In sum, I recommend that the Court:

1. Grant the Motion for Default Judgment (ECF No. 11) filed by Plaintiffs, the Trustees of the National Automatic Sprinkler Industry Pension Fund;

2. Enter judgment in favor of the Plaintiffs against Defendant Life Safety Engineered Systems, Inc. in the amount of $48,237.14, plus interest to accrue through the date of payment.

I also direct the Clerk to mail a copy of this Report and Recommendation to Defendant Life Safety Engineered Systems, Inc.

Objections to this Report and Recommendation must be served and filed within fourteen (14) days, pursuant to Fed. R. Civ. P. 72(b) and Local Rule 301.5(b).

FootNotes


1. The Fourth Circuit has recently summarized withdrawal liability under ERISA: Congress enacted ERISA to promote the "soundness and stability of [employee benefit] plans" in private industry. 29 U.S.C. § 1001(a). Specifically, ERISA protects "the interests of employees and their beneficiaries" by establishing "minimum standards . . . assuring the equitable character of such plans and their financial soundness." Id. To further that end, Congress in 1980 passed the Multiemployer Pension Plan Amendments Act (the "MPPAA"). In part, the MPPAA requires that an employer withdrawing from a multiemployer pension plan pay a fixed and certain debt to the pension plan. This withdrawal liability is the employer's proportionate share of the plan's "unfunded vested benefits," calculated as the difference between the present value of vested benefits and the current value of the plan's assets. Pension Benefit Guar. Corp. v. R.A. Gray & Co., 467 U.S. 717, 725, 104 S.Ct. 2709, 81 L.Ed.2d 601 (1984) (citing 29 U.S.C. §§ 1381, 1391). The purpose of assessing withdrawal liability is "to assign to the withdrawing employer a portion of the plan's unfunded obligations in rough proportion to that employer's relative participation in the plan over the last 5 to 10 years." Borden, Inc. v. Bakery & Confectionery Union & Indus. Int'l Pension, 974 F.2d 528, 530 (4th Cir. 1992). An employer owes withdrawal liability when it makes a complete or partial withdrawal from a pension plan. 29 U.S.C. § 1381(a). In the building and construction industry, a complete withdrawal occurs when: (1) "an employer ceases to have an obligation to contribute under the plan, and" (2) the employer "continues to perform work in the jurisdiction of the collective bargaining agreement of the type for which contributions were previously required." 29 U.S.C. § 1383(b)(2).

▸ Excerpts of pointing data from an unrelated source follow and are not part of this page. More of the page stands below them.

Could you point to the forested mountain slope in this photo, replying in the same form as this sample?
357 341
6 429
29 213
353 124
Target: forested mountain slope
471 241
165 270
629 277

Trustees of the Plumbers & Pipefitters Nat. Pension Fund v. Plumbing Servs., Inc., 791 F.3d 436, 440 (4th Cir. 2015).

2. By signing the Assent, Life Safety "agree[d] to be bound by the [Trust Agreement]" and all amendments thereto. (ECF No. 11-7 at 2.) The Trust Agreement "grants the Trustees authority to establish a comprehensive plan of benefits and policies, rules, and procedures to carry out the purposes of the Trust Agreement, which are found in the Plan." (ECF No. 11-1 at 4; see also ECF No. 11-9 at 12-20.)
3. "The MPPAA charge-determination section, § 1391, sets forth rules for calculating a withdrawing employer's fair share of a plan's underfunding.'" Asbestos Workers Local 24 Pension Fund v. NLG Insulation, Inc., 760 F.Supp.2d 529, 542 (D. Md. 2010) (quoting Milwaukee Brewery Workers' Pension Plan v. Jos. Schlitz Brewing Co., 513 U.S. 414, 417 (1995). This section "imposes withdrawal liability for an amount `that roughly matches the employer's proportionate share of the plan's unfunded vested benefits.'" Id. (quoting Bay Area Laundry & Dry Cleaning Pension Trust Fund v. Ferbar Corp. of Cal., Inc., 522 U.S. 192, 196 (1997).
4. The Plan provides that "[f]or each succeeding twelve (12) month period that any amount in default remains unpaid, interest will be charged on the unpaid balance (including accrued interest) at the prime rate in effect on the anniversary date of the date as of which the initial interest rate was determined." (ECF No. 11-10 at 103.)